Smoggy 139 posts since
Nov 9, 2005
Reply
1.
Re: OS heartbeat timeouts during test and actual recovery Dec 22, 2008 1:30 AM
i guess the first thing to say is that these timeouts are basically just warnings and not errors so can in nearly all cases be ignored but lets face it they don't look pretty especially as red errors stand out
I suspect you have just updated to ESX/VC U3? if so then I think there was a change made that adjusts the frequency we use to check for vmtools heartbeats. this new value now means that SRM recovery plans miss the first "check" and have to wait for a second chance by which time the timeout warning has been logged.

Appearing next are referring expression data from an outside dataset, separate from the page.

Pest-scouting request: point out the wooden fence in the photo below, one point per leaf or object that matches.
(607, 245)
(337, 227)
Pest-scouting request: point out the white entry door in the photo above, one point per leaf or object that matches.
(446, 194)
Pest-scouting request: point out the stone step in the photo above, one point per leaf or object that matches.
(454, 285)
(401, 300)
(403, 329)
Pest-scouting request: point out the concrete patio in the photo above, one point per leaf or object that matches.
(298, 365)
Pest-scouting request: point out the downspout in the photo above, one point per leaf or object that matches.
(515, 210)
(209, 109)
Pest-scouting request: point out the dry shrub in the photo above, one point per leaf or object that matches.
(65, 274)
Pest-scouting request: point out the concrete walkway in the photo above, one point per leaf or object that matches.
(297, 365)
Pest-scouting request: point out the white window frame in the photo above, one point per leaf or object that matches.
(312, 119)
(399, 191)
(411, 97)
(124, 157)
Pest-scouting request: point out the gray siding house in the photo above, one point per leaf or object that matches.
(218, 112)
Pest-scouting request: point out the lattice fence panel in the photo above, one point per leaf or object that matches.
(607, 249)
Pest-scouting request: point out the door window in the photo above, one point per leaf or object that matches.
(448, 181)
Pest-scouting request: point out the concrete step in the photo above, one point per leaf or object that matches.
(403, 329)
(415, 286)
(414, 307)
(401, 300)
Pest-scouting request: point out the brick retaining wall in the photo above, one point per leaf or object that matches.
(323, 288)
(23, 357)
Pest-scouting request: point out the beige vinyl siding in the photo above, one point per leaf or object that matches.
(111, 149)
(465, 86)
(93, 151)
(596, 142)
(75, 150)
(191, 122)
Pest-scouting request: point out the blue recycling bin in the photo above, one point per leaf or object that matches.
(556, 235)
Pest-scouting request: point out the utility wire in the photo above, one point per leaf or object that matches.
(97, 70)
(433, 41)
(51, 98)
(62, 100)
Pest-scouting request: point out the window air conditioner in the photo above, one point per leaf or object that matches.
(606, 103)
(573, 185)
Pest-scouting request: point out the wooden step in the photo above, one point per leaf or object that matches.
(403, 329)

if the errors really are annonying then you can if you wish (insert disclaimer here for stating this is just my suggestion and not a VMware suggestion) simply edit your ESX hostd config.xml (/etc/vmware/hostd/config.xml) on your recovery site ESX hosts so that the vmsvc section looks like this:
<vmsvc>
<enabled>true</enabled>
<heartbeatDelayInSecs>40</heartbeatDelayInSecs>
</vmsvc>
The value of 40 is just my choice you can use whatever you want. I think the previous default was 20 seconds but that has now been changed via the ESX U3 code. Got a feeling the ESX folks will be issuing a kb article on this. Once that change is made just run following command on service console (or restart ESX whichever is easier

)
- service mgmt-vmware restart
Then run the recovery plan again, no need to restart VC / SRM, and this time the plan ran through to completion without hitting any VMTools timeout errors/warnings. Note: in your recovery plan you should just be able to have the tools timeout values set to their defaults or old defaults of 30 seconds / 300 seconds
best regards,
Lee Dilworth